One of the metrics discussed in the Processing the Numbers primer was the F/+ combined ratings, the official college football rankings for Football Outsiders. In that article I noted it was improper to directly compare F/+ ratings from season to season, highlighting the increasing size of the division as a reason. There are actually three reasons why you shouldn't do this:
- Starting in 2011 (and back-compiled for 2007 and onward), a component for special teams was added to the F/+ formula. This could not be done for 2005 and 2006 due (presumably) to a lack of data, so F/+ ratings for those years are quite a bit lower than in other years.
- In 2005, there were 119 schools in Division I-A/FBS/Actual Football. Now, there are 125. Those six schools and when they joined: Georgia State ('13), Massachusetts ('12), South Alabama ('12), Texas State ('12), UTSA ('12), and Western Kentucky ('08).

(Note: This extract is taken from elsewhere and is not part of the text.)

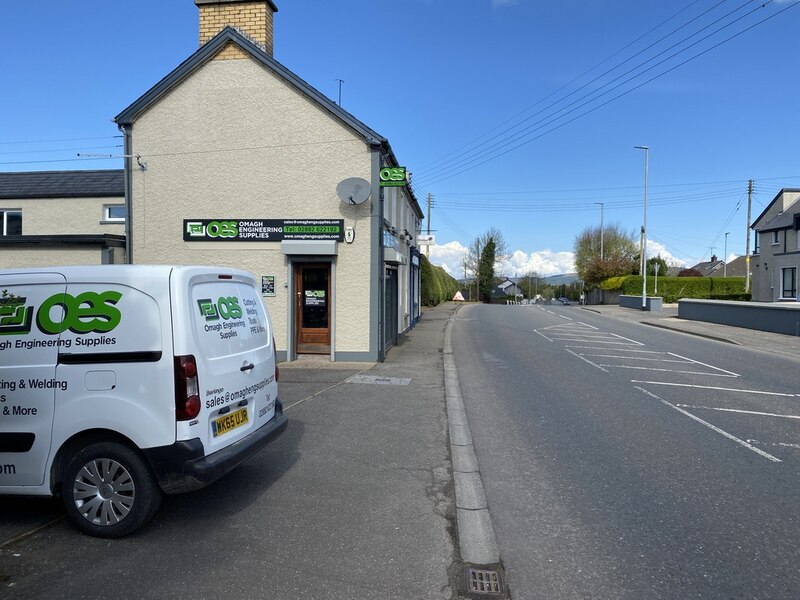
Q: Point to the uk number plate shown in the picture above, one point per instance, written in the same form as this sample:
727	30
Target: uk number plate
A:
229	422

- Finally, the "average" team is not going to be of identical quality each and every year, even before accounting for the increasing size of the division. This is particularly noticeable (in my opinion, anyway) in 2007, which is an aberrant year that shows up often in this article.
These schools are not the absolute rock-bottom of the division (here's to you, New Mexico State!), but they tend to be toward the lower end of the bottom half of teams. That drags down the "average" team, which inflates the F/+ rating of the best teams accordingly.
This also came up during Bill Connelly's 2014 Alabama preview, in which he lists the top 20 teams by F/+ rating during the F/+ era. You'll note there's nobody from 2006 and 2007 on the list, and that the best teams from 2005 are ranked relatively low, which makes sense given the issues noted above. I've long wondered if there was an appropriate way to compare these numbers across seasons, and I think I've settled on a reasonable way to go about it: calculating standard scores via standard deviation.
Hidden for those of you who want to skip the stats lesson and head straight to the results.
As a reminder, standard deviation is a measure of spread from the average of a set of numbers. The smaller the standard deviation, the more tightly clustered that set of numbers is around its average value. The larger the standard deviation, the more spread out the data is from the average.
The standard deviation is frequently used to identify the rarity of a particular result with respect to its population - if you say "three standard deviations above the mean", for the normal distribution you are talking about a reading in the 99.8th percentile, which is, you know, uncommon. Keep this in mind later!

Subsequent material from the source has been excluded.